Metagovernance en P2P
[bewerken]Metagovernance is van groot belang om tot een peer-to-peer samenleving te komen. Het brengt reflectie op huidige bestuursvormen tot stand waardoor een welbepaalde bestuursvorm kan worden aangepast. Om een P2P samenleving tot stand te brengen is het belangrijk dat de focus van het bestuur niet te veel op de markt, hiërarchie of netwerk ligt. Maar moet er worden gezocht naar een welbepaalde mix waarin P2P het best tot zijn recht kan komen. Hoe deze mix van bestuursvormen eruit moet zien, is moeilijk te zeggen. Wel worden hieronder enkele drempels besproken die P2P ervaart bij een te harde focus op een marktgerichte, hiërarchische of netwerkgerichte bestuursvorm.
Bij een marktgericht bestuur (Meuleman, 2008) gaat men ervan uit dat markteconomieën gecreëerd en onder controle moeten gehouden worden door instituties op basis van regelgeving en toezicht. De huidige regelgeving laat toe dat er patenten (= eigendomsrechten op bepaalde goederen of kennis, waardoor enkel de uitvinder deze goederen of kennis deze mag verkopen) kunnen worden gecreëerd.

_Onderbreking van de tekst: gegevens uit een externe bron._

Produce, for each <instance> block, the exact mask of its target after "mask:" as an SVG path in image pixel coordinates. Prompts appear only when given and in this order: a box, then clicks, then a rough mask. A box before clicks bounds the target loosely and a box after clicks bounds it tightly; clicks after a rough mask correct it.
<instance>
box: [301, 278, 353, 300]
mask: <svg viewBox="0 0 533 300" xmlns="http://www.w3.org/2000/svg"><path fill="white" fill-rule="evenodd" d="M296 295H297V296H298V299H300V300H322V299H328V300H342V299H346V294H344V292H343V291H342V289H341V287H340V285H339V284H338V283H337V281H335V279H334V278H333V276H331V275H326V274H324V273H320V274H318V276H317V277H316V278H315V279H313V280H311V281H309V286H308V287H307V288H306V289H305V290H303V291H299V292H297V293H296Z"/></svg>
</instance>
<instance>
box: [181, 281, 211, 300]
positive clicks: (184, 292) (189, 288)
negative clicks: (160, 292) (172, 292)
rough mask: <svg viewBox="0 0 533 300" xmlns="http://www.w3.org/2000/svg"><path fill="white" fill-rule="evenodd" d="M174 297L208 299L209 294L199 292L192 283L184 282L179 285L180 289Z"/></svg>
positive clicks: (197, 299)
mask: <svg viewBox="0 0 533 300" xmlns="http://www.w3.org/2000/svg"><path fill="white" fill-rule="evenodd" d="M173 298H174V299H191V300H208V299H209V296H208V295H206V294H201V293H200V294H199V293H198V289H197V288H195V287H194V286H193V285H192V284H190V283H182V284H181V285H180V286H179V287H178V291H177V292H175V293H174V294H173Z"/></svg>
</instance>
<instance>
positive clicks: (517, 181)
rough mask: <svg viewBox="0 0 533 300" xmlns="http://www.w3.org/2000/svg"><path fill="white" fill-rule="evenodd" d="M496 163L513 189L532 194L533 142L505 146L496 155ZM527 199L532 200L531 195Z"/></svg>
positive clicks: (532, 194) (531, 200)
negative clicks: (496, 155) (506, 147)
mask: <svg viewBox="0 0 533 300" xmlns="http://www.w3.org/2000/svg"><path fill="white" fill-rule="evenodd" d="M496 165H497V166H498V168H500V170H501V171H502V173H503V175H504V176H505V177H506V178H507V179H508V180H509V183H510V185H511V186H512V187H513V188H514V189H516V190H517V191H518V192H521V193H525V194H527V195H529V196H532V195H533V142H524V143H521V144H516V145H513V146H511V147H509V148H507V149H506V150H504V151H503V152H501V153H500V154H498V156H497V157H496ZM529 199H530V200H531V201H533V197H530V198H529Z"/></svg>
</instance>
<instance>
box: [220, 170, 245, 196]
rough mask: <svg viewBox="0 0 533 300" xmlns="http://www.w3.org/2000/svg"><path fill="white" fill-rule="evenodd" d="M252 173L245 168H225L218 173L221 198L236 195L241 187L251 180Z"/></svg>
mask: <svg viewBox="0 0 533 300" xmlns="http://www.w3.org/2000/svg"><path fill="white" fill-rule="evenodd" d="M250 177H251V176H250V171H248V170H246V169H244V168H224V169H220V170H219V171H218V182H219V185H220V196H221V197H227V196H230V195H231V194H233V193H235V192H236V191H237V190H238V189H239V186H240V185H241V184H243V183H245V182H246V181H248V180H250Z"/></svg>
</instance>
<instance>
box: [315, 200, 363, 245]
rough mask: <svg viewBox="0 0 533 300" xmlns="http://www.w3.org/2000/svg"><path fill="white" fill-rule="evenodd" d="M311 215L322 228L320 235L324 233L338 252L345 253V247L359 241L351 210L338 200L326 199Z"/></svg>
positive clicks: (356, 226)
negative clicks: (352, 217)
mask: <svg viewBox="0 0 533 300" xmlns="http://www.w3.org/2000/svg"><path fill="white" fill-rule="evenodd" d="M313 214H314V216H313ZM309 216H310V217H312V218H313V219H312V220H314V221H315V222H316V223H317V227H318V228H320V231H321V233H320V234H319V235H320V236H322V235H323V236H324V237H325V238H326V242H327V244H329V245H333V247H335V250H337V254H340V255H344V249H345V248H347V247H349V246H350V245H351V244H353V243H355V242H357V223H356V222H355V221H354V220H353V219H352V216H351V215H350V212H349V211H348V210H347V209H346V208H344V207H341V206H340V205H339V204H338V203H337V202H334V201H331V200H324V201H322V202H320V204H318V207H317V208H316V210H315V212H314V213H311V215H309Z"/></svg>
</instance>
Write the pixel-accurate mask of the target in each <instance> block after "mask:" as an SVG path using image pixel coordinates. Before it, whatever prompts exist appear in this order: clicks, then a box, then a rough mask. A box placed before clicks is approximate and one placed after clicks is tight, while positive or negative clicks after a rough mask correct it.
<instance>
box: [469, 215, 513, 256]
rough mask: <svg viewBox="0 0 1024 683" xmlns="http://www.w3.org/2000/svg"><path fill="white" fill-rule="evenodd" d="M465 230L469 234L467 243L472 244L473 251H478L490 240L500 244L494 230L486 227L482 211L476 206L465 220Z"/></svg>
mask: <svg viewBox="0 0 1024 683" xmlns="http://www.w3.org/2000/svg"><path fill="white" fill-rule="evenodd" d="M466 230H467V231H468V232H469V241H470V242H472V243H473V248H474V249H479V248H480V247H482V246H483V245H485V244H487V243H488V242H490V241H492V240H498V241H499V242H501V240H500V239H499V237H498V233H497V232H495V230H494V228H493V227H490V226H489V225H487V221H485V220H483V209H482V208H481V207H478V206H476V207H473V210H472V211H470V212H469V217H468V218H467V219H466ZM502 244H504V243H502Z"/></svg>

Hierdoor wordt kennis openbaar maken, verboden, afgezonderd van de buitenwereld en wordt vrijwillig bijdragen aan kennis sterk gehinderd.

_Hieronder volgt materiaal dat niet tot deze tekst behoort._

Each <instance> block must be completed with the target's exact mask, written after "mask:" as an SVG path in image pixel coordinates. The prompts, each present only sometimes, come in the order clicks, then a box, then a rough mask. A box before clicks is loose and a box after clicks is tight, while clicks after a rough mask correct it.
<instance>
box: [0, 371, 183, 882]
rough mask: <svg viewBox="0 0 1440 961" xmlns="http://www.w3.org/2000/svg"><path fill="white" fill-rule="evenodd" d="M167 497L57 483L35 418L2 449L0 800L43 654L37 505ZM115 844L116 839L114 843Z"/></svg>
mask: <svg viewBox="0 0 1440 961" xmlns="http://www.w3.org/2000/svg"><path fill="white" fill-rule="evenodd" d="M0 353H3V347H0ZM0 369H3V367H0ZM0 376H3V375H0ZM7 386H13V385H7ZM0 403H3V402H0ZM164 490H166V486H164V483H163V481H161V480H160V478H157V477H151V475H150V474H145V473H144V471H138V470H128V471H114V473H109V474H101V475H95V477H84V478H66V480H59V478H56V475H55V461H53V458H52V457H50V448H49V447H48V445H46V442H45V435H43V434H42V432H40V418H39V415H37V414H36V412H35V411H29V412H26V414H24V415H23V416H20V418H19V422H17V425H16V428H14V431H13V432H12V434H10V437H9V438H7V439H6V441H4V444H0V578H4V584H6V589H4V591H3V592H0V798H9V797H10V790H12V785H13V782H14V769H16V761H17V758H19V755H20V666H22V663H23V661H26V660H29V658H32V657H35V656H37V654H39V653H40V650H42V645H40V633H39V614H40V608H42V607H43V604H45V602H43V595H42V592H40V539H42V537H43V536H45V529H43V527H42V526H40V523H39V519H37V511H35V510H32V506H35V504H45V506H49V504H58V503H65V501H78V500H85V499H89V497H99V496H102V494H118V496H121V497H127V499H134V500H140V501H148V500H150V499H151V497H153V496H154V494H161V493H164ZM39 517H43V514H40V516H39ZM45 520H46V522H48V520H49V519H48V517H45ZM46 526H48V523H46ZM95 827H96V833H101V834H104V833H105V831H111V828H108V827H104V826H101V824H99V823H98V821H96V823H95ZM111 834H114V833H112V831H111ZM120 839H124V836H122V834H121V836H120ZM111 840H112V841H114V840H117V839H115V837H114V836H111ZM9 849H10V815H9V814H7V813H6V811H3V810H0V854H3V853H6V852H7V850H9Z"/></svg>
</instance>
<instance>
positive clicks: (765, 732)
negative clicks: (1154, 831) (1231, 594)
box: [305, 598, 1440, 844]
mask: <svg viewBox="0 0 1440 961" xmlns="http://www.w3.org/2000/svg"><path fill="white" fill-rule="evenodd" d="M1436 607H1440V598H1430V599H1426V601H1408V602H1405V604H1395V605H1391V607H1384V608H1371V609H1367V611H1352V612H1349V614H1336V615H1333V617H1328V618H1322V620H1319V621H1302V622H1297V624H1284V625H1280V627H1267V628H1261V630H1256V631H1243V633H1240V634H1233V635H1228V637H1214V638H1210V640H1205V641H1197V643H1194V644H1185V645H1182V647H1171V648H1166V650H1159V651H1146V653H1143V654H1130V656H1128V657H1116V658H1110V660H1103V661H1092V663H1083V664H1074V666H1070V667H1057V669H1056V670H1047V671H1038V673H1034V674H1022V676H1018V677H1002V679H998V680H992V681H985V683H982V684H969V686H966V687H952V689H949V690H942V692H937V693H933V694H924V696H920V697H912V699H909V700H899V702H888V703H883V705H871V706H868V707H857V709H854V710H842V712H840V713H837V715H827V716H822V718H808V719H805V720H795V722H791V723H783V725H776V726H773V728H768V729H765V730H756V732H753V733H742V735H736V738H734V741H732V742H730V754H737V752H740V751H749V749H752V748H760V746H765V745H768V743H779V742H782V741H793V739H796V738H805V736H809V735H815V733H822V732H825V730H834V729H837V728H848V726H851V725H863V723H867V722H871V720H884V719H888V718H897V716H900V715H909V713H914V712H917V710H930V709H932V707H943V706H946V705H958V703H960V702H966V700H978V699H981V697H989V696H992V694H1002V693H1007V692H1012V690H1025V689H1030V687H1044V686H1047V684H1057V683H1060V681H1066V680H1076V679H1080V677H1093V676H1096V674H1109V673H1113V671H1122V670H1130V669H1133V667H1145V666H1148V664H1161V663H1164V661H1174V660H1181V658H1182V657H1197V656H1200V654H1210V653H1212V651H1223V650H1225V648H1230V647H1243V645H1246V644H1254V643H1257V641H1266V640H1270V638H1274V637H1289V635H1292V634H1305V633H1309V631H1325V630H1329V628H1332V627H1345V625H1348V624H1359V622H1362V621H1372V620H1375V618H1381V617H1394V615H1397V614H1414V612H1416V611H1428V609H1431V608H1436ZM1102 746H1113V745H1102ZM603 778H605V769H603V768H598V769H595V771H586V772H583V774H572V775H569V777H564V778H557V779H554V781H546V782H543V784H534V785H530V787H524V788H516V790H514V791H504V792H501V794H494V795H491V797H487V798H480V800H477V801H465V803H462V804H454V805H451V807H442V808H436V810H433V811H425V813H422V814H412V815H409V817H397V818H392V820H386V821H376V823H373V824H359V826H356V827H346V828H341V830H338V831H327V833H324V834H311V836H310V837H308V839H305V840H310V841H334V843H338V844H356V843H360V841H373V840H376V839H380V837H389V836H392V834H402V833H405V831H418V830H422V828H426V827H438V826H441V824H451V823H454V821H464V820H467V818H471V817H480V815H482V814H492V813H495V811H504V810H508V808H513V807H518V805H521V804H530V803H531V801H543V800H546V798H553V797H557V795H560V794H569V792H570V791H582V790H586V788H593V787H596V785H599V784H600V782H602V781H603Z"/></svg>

De aanwezigheid van patenten leidt tegelijkertijd tot meer concurrentie, waardoor bedrijven hun personeel bepaalde regels opleggen met betrekking tot kennisoverdracht. Zo heb je bijvoorbeeld concurrentiebedingen waarbij je, indien je voor een ander bedrijf gaat werken, niet een gelijkaardige project mag leiden (Wikipedia, 2014).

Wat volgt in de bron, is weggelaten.